Düşük dereceli anksiyete, vücutta hafif düzeyde “savaş veya kaç” değişikliklerini tetiklerken, yüksek dereceli anksiyete , yüksek dereceli “savaş veya kaç” değişikliklerini tetikleyecektir. İşte, yüksek dereceli “savaş veya kaç” tepkilerine “anksiyete atağı” denir.
Anksiyete belirtileri nelerdir?
Bir anksiyete atağı, aşağıdaki belirtilerle varlığını hissettirebilir. Bu belirtilerin hepsini aynı anda yaşamak zorunda değilsiniz. Aynı zamanda anksiyete belirtileri, yoğunluk açısından da değişkenlik gösterebilir.
- Kontrolden çıkmış korku (dehşet): Çok büyük bir tehlike karşısında hissedebileceğiniz duyguya benze bir duygudur bu.
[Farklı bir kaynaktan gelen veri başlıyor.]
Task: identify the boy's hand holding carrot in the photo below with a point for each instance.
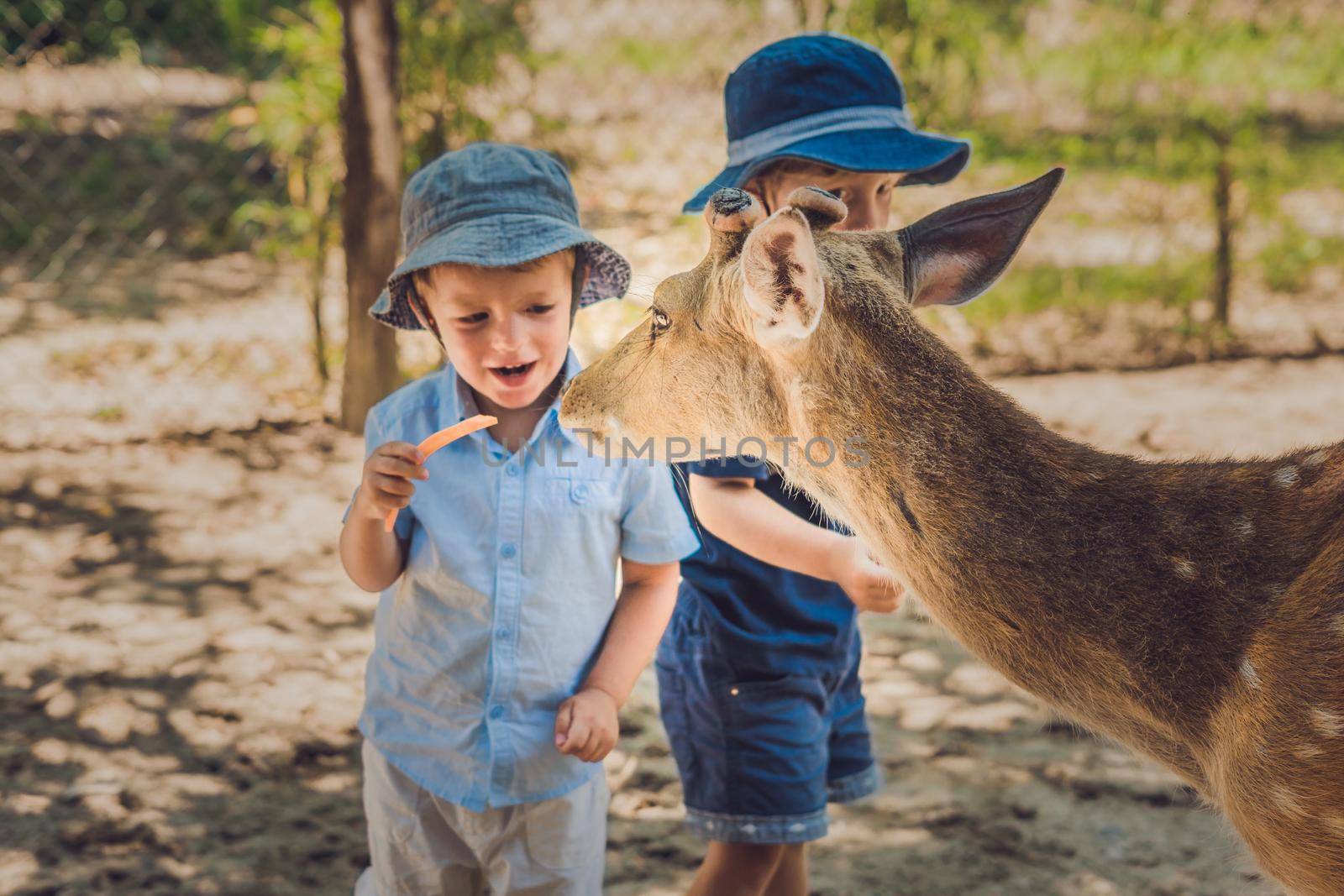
(387, 483)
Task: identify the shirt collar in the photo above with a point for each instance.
(464, 403)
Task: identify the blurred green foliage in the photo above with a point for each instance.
(208, 34)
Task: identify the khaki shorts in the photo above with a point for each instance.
(421, 846)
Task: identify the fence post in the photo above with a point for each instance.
(373, 147)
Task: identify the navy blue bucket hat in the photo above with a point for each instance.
(494, 206)
(831, 100)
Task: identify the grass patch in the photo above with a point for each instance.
(1030, 291)
(1289, 261)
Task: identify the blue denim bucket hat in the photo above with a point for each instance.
(494, 206)
(832, 100)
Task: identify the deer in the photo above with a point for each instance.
(1191, 610)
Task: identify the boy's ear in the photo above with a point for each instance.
(781, 277)
(958, 251)
(823, 208)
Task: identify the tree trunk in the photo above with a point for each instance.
(316, 301)
(373, 148)
(1223, 251)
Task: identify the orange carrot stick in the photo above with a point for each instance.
(441, 438)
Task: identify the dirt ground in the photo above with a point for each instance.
(181, 656)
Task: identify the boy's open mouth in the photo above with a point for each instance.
(514, 375)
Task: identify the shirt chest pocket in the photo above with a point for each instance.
(581, 496)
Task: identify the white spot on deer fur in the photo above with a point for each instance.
(1285, 799)
(1328, 723)
(1307, 752)
(1249, 672)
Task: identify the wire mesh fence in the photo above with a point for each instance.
(120, 140)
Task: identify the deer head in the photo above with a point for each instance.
(780, 304)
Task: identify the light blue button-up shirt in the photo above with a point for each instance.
(508, 587)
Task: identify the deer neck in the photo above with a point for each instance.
(991, 520)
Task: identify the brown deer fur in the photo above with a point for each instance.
(1193, 610)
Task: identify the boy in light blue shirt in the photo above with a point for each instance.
(501, 658)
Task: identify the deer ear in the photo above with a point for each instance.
(958, 251)
(732, 214)
(783, 278)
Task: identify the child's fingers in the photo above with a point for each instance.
(387, 500)
(562, 723)
(396, 466)
(391, 485)
(577, 741)
(403, 450)
(601, 746)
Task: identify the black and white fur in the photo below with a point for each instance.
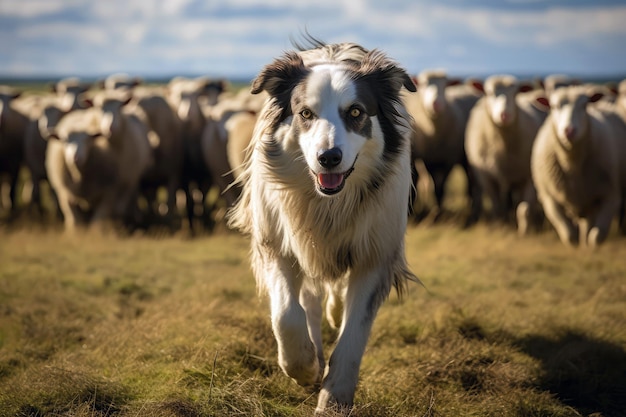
(325, 196)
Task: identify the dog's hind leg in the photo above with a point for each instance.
(297, 355)
(365, 293)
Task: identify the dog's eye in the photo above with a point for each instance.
(355, 112)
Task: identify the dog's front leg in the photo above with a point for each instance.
(365, 293)
(296, 353)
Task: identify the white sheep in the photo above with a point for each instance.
(576, 163)
(95, 160)
(440, 110)
(498, 141)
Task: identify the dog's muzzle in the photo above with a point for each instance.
(331, 183)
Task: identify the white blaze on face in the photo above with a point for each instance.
(500, 113)
(330, 91)
(184, 108)
(433, 97)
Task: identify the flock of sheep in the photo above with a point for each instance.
(553, 148)
(106, 150)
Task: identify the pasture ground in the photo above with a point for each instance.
(141, 326)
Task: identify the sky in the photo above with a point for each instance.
(234, 39)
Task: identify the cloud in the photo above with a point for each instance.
(239, 36)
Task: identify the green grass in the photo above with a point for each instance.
(139, 326)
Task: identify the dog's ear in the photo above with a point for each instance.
(281, 76)
(382, 71)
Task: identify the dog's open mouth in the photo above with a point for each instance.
(332, 183)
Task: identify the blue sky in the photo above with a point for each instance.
(235, 38)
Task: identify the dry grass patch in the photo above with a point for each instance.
(503, 326)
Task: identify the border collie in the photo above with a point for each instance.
(325, 194)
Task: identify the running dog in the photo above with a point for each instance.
(325, 194)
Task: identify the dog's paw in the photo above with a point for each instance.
(305, 369)
(329, 406)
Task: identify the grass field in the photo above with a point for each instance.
(503, 326)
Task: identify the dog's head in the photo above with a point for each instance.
(341, 111)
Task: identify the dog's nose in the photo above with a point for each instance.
(330, 158)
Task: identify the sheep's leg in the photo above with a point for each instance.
(475, 193)
(492, 189)
(297, 355)
(68, 210)
(599, 229)
(528, 211)
(565, 228)
(365, 293)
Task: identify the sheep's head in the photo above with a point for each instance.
(568, 113)
(500, 92)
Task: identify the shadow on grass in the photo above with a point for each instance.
(585, 373)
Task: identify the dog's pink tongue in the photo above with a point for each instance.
(330, 181)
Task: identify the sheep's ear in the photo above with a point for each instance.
(477, 85)
(525, 87)
(595, 97)
(281, 76)
(52, 134)
(127, 99)
(542, 103)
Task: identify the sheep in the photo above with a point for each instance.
(621, 97)
(498, 141)
(168, 153)
(579, 165)
(44, 115)
(71, 89)
(236, 115)
(95, 160)
(239, 129)
(13, 125)
(184, 96)
(553, 81)
(440, 110)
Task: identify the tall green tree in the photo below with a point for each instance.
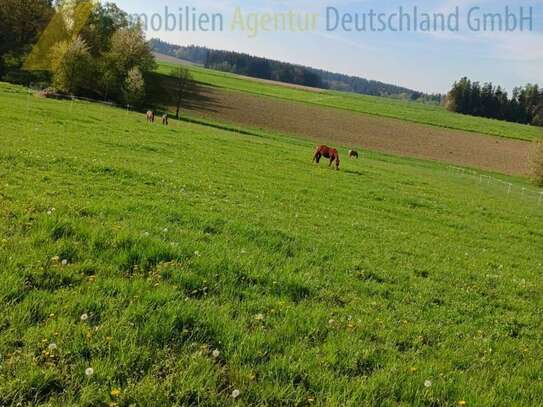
(71, 65)
(21, 22)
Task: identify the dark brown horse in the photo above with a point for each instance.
(327, 152)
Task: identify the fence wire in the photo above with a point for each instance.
(509, 188)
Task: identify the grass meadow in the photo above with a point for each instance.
(142, 265)
(378, 106)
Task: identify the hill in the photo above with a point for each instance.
(263, 68)
(435, 116)
(187, 265)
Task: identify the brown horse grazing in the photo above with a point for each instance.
(327, 152)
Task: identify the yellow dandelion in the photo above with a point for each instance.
(115, 392)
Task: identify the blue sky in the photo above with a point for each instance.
(429, 62)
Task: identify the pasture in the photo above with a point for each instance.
(189, 265)
(377, 106)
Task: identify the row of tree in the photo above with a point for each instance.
(524, 106)
(263, 68)
(89, 48)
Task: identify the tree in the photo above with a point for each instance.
(71, 64)
(538, 165)
(181, 86)
(134, 87)
(129, 49)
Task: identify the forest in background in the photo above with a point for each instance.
(263, 68)
(525, 105)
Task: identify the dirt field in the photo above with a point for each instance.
(338, 127)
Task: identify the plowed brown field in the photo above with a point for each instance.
(348, 129)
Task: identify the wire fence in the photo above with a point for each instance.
(506, 187)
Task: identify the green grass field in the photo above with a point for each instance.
(385, 107)
(182, 264)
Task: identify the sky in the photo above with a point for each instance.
(428, 61)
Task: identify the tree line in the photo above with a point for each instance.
(106, 57)
(486, 100)
(263, 68)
- Çıldırma ya da zihinsel kontrolü kaybetme endişesi: Bu endişe, “Çıldırıyor muyum?”, “Acaba kafayı mı yiyorum?”, gibi düşüncelerle kendini belli eder.
- Ölüm korkusu
- Sızdığınızı hissetme
- Kasvetin artması
- Bulunduğunuz yerden çıkıp gitme, kaçma ihtiyacı hissetme.
- Baş dönmesi
- Kalp atış hızınızın normalin çok üstünde olması.
- Titreme
- Terleme
- Nefes darlığı
- Göğüste basınç ve/veya ağrı hissetme.
- Rengin sararması
- Depersonalizasyon: Kendine yabancılaşma
Derealizasyon: Gerçekdışılaşma, gerçeğe yabancılaşma, çevreye yabancılaşma ve içinde bulunulan gerçekle ilgisiz duygular hissetme. - Dizlerin bağının çözülmesi
- Cildinizin yandığını hissetme
- Anlayamadığınız bir şekilde sıcak ve/veya soğuk hissetme
- Vücudunuzunfarklı bölgelerinde uyuşukluk ve karıncalanma hissi
- Boğulma hissi, boğazınızın sıkılması veya kapanması gibi hisler. Boğazınıza bir şey sıkışmış gibi hissetmek. “Boğazıma yumru oturdu.” gibi cümlelerle kendini ifade eden bir deneyim.
- Şaşkınlık
- Duyarsızlık (gerçeklikten kopuk duygu, kendinden ayrı olma, normal duygulardan ayrı olma hissi)
- Baş dönmesi
- Endişe
- Üzüntü
- Kendinizi sakinleştirmede zorlanma
- Midede düğüm, karında sıkılık hissetme
- Mide bulantısı
- Panik hissi
- Dayak yemiş gibi hissetme, kalbin hızlı çarpması
- Midede kelebekler uçuşması
- Aniden tuvalete gitme isteği (idrara çıkma, dışkılama)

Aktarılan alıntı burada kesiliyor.